The daemon is still in INITIALIZING. The payload includes retry_after_seconds. If you're seeing this in production, your cold-start window (runtime { cold_start_deny_window = … }) is too short for your provider init. Raise it.

"CREDENTIAL_UNAVAILABLE"

A provider couldn't mint the credential the rule required (Vault unreachable, AWS STS rate-limited, etc.). The decision was logically a permit; Faramesh failed closed because it can't fulfill the credential safely. Check provider health.

"POLICY_DEFER". And the approval never resolved

The defer token has a timeout. If no operator approves it within the configured window (default 24h), it expires:

Terminal
faramesh approvals list --status pending
faramesh approvals show <token>

To approve from CLI:

Terminal
faramesh approvals approve <token> --reason "manual review passed"

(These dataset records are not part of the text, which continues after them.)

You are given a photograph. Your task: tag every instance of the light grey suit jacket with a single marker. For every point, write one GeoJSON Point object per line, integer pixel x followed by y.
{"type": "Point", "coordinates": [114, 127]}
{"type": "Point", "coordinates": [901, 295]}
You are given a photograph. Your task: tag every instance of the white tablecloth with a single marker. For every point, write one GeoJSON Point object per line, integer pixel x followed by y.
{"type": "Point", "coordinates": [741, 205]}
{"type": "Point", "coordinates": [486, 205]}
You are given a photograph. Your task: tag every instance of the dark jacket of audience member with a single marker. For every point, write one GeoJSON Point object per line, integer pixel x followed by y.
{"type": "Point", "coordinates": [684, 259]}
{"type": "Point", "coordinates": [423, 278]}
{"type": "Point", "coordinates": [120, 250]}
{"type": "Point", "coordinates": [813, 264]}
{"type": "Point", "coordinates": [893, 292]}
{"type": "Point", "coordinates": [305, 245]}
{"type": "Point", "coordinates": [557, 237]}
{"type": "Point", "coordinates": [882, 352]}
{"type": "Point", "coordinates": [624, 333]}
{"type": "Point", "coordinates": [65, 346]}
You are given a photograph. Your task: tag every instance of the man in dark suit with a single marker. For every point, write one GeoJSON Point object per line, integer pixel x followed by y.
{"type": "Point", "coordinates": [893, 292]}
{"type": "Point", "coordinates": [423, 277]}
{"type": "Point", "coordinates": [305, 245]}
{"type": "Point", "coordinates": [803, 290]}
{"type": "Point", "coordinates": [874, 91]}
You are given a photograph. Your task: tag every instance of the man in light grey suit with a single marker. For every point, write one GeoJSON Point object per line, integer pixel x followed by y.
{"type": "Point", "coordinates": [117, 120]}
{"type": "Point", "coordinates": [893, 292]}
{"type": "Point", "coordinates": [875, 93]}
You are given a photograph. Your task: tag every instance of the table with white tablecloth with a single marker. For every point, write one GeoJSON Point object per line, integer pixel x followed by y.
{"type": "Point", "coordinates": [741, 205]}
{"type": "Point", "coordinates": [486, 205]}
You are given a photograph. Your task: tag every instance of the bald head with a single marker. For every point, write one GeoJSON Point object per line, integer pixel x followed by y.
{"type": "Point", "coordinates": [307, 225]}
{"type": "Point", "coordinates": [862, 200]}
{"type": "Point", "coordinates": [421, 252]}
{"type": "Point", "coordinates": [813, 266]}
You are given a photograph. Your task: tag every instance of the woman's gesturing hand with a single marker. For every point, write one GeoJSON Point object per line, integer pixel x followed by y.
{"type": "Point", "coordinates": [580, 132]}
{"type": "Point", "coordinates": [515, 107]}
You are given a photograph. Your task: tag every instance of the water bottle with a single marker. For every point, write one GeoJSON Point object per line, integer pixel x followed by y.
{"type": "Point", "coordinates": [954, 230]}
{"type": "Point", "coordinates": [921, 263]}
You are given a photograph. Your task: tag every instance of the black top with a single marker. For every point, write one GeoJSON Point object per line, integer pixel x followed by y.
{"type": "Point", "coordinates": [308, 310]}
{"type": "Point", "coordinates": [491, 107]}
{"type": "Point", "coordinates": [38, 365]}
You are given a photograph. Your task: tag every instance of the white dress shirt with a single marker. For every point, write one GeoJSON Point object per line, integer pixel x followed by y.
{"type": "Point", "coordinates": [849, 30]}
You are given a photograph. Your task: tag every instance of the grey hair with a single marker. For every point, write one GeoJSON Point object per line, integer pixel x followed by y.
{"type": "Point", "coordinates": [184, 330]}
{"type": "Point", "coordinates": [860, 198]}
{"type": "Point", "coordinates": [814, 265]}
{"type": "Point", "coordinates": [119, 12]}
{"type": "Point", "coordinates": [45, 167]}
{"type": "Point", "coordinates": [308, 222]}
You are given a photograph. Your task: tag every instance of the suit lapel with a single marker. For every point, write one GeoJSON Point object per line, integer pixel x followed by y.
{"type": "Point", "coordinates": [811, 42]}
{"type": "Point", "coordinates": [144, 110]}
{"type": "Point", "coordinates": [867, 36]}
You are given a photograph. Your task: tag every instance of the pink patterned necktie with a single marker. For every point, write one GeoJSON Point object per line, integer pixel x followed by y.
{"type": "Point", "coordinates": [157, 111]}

For higher volume, use the Faramesh Cloud approvals UI or your own integration via the SDK socket.

When to change the rule vs. the call

A useful diagnostic question: was this call something the agent should be allowed to do?

  • "Yes, I want this allowed" → change the rule (deferpermit, narrow the condition, raise the budget).
  • "No, this call shouldn't happen" → fix the agent, not the policy. The denial is doing its job.
  • "Yes, but only with a human in the loop" → keep defer, build out the approval workflow.